If the North Korean nuclear threat isn’t bad enough already, a new simulation shows how a radioactive cloud could engulf Asia and the United States if the hermit nation carries out a nuclear test explosion over the Pacific.

The simulation was shared on Twitter by Lassina Zerbo, Executive Secretary of the Comprehensive Nuclear Test Ban Treaty Organization. It shows a hypothetical two-week “atmospheric burst” that could spread out over the globe following a North Korean nuclear test. Zerbo later clarified that the graphic is “a rough simulation of (a) potential cloud that could carry isotopes!”

The simulation doesn’t detail what the yield of the hypothetical explosion would be, nor what kind of threat a “radio-isotope cloud” would pose to humans.

Officials do have some idea of the potential yield of a North Korean nuke, however. Following the country’s sixth nuclear test at the Punggye-ri military site, U.S. monitoring group 38 North determined that the explosion had a yield of “roughly 250 kilotons.” That figure is more than 16 times larger than the 15-kiloton atomic bomb that leveled Hiroshima.

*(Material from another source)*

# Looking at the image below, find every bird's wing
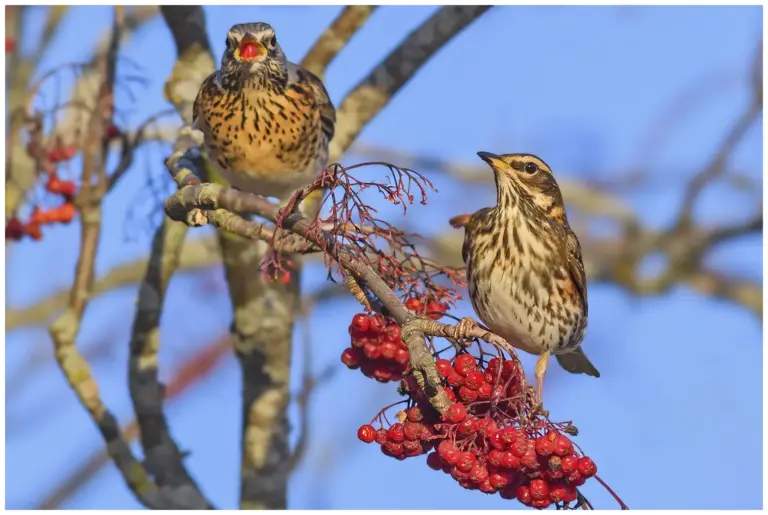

However, it should be stated that while that figure sounds scary, it actually pales in comparison to the power and size of the nuclear arsenals of other countries. According to a July estimate, North Korea has just 10 nuclear warheads to the United States’ 6,800. Furthermore, the largest nuclear bomb currently in service in the U.S. arsenal, the B83, has a yield of 1.2 megatons – 75 times the yield of the bomb dropped on Hiroshima.